L'Empire contre-attaque !

Dans la guerre que se livrent Guy Malandain et Djamal Yalaoui, le premier fait donner une charge de réservistes qui sont pour le moins inattendus. Dans les Nouvelles de Versailles de ce matin, Karim Chacal, adjoint défaillant et démissionnaire à la jeunesse, et Kamal Benmarouf, chevènementiste yvelinois, viennent à la rescousse d'un Guy Malandain secoué dans son propre donjon de la mairie.

Deux politiciens locaux d'origine maghrébine, pour réfuter les accusations de mépris envers les trappistes « colorés » lancées par un autre maghrébin contre le maire... Sacré Malandain ! Toujours les mêmes vieilles ficelles... A part ça « la politique n’est pas une question de couleur » (titre de l’article des Nouvelles)... On sent la commande à 20 kilomètres.

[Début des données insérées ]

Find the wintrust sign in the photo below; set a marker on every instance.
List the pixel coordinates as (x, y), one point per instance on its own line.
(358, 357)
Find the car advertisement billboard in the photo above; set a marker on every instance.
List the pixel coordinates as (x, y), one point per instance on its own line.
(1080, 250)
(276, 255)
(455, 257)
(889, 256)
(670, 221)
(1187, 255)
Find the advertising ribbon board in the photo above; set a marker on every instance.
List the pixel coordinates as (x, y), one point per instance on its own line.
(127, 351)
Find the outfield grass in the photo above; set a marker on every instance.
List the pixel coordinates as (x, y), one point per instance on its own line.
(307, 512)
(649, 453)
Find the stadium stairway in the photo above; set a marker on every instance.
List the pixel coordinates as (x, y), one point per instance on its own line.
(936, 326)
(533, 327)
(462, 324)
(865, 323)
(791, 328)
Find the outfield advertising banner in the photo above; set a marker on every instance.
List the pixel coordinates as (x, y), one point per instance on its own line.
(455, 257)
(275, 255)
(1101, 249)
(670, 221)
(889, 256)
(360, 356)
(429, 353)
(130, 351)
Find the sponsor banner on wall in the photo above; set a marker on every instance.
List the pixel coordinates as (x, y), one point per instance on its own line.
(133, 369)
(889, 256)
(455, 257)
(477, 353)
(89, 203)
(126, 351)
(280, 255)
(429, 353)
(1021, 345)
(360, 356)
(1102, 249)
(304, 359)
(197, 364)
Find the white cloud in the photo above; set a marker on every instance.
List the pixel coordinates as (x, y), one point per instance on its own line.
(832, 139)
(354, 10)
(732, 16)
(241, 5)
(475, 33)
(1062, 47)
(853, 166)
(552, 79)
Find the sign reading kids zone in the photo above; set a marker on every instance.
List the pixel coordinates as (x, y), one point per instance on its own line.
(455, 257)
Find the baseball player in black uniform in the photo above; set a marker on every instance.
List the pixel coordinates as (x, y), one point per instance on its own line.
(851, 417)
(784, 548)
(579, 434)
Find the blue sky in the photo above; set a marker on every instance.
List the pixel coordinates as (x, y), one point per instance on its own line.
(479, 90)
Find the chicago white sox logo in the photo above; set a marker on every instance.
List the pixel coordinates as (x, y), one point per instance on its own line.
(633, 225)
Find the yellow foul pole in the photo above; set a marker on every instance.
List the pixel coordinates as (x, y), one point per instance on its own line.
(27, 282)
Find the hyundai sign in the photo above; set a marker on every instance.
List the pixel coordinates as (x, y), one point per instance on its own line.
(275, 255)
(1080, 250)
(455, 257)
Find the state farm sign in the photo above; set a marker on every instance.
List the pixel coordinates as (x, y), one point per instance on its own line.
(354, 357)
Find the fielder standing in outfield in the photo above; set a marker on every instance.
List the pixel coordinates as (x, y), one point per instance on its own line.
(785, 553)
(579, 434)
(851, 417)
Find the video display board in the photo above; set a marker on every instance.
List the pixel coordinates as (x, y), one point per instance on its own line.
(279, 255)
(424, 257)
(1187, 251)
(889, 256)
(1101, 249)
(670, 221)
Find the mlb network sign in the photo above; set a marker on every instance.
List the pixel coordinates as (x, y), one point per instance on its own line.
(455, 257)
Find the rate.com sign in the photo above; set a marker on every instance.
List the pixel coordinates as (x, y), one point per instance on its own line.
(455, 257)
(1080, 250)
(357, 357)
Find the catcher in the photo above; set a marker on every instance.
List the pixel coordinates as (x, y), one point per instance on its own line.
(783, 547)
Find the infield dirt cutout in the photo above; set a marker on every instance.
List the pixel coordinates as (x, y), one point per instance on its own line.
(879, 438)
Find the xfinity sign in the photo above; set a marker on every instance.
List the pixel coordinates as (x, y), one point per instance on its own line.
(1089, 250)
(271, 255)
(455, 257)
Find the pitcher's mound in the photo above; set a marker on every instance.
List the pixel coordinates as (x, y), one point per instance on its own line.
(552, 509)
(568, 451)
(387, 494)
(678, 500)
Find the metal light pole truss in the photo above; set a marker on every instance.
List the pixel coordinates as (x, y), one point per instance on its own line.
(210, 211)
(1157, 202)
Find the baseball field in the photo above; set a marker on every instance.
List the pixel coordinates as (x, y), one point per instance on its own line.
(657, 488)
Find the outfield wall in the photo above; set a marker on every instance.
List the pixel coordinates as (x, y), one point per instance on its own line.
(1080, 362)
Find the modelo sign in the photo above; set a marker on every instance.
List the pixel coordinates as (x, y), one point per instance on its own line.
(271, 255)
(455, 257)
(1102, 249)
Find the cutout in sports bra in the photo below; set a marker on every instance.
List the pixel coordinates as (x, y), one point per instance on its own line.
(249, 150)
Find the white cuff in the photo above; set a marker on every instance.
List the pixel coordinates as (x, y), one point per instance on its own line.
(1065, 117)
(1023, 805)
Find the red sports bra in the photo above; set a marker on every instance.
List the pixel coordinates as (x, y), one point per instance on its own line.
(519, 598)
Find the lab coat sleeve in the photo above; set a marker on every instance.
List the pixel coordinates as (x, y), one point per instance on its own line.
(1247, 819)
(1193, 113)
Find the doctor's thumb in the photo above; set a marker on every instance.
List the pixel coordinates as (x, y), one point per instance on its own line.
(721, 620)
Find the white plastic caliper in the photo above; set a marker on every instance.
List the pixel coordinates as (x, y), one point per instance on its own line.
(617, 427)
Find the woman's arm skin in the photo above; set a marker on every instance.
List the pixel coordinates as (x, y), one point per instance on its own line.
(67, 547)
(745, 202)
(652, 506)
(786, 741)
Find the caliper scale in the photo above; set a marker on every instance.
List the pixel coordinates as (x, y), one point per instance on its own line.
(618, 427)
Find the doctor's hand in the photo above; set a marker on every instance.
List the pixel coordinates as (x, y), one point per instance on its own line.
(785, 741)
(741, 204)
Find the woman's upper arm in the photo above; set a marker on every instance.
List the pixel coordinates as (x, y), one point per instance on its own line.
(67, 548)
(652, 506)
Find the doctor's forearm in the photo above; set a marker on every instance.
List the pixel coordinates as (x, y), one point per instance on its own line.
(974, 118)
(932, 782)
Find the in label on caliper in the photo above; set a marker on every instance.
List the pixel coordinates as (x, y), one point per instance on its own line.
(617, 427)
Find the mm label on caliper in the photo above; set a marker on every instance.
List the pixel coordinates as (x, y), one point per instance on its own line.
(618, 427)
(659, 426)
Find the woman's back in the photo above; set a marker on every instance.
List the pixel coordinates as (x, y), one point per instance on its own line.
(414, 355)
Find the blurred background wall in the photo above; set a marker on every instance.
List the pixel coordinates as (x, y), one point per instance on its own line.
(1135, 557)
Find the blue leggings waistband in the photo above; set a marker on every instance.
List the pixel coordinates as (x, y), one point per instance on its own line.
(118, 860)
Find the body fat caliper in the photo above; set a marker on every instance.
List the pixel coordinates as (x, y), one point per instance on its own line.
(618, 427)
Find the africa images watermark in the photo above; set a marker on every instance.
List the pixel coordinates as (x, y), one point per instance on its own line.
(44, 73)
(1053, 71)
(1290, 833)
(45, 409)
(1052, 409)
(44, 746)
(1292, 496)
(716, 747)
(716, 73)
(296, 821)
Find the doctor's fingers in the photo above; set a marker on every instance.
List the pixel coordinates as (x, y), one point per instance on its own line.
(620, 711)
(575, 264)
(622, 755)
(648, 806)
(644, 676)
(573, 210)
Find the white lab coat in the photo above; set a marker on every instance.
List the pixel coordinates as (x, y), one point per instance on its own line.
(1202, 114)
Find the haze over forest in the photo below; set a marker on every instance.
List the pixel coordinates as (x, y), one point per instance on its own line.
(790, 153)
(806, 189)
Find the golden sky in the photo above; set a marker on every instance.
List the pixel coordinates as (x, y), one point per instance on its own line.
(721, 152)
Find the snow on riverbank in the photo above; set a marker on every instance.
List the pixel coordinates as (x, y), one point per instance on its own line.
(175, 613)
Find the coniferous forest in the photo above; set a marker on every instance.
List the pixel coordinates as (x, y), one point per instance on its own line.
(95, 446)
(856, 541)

Ainsi, c’est K. Benmarouf qui prend le commandement de la garde personnelle de l’administrateur colonial (le terme est de lui). Pourquoi pas ? A l’automne 2005, il ne voulait pas entendre parler de lui comme candidat à quoi que ce soit, mais on a déjà vu d’autres retournements dans la vie politique trappiste. La promesse d'un strapontin électoral quelconque doit sans doute récompenser cette marque inespérée d’allégeance. « Je suis prêt à prendre mes responsabilités », déclare-t-il aux Nouvelles à propos de sa présence sur une liste aux municipales. En tout cas, on le sent inquiet à l'idée que Michel Espinat s'implique dans les élections à venir. Une idée à creuser ?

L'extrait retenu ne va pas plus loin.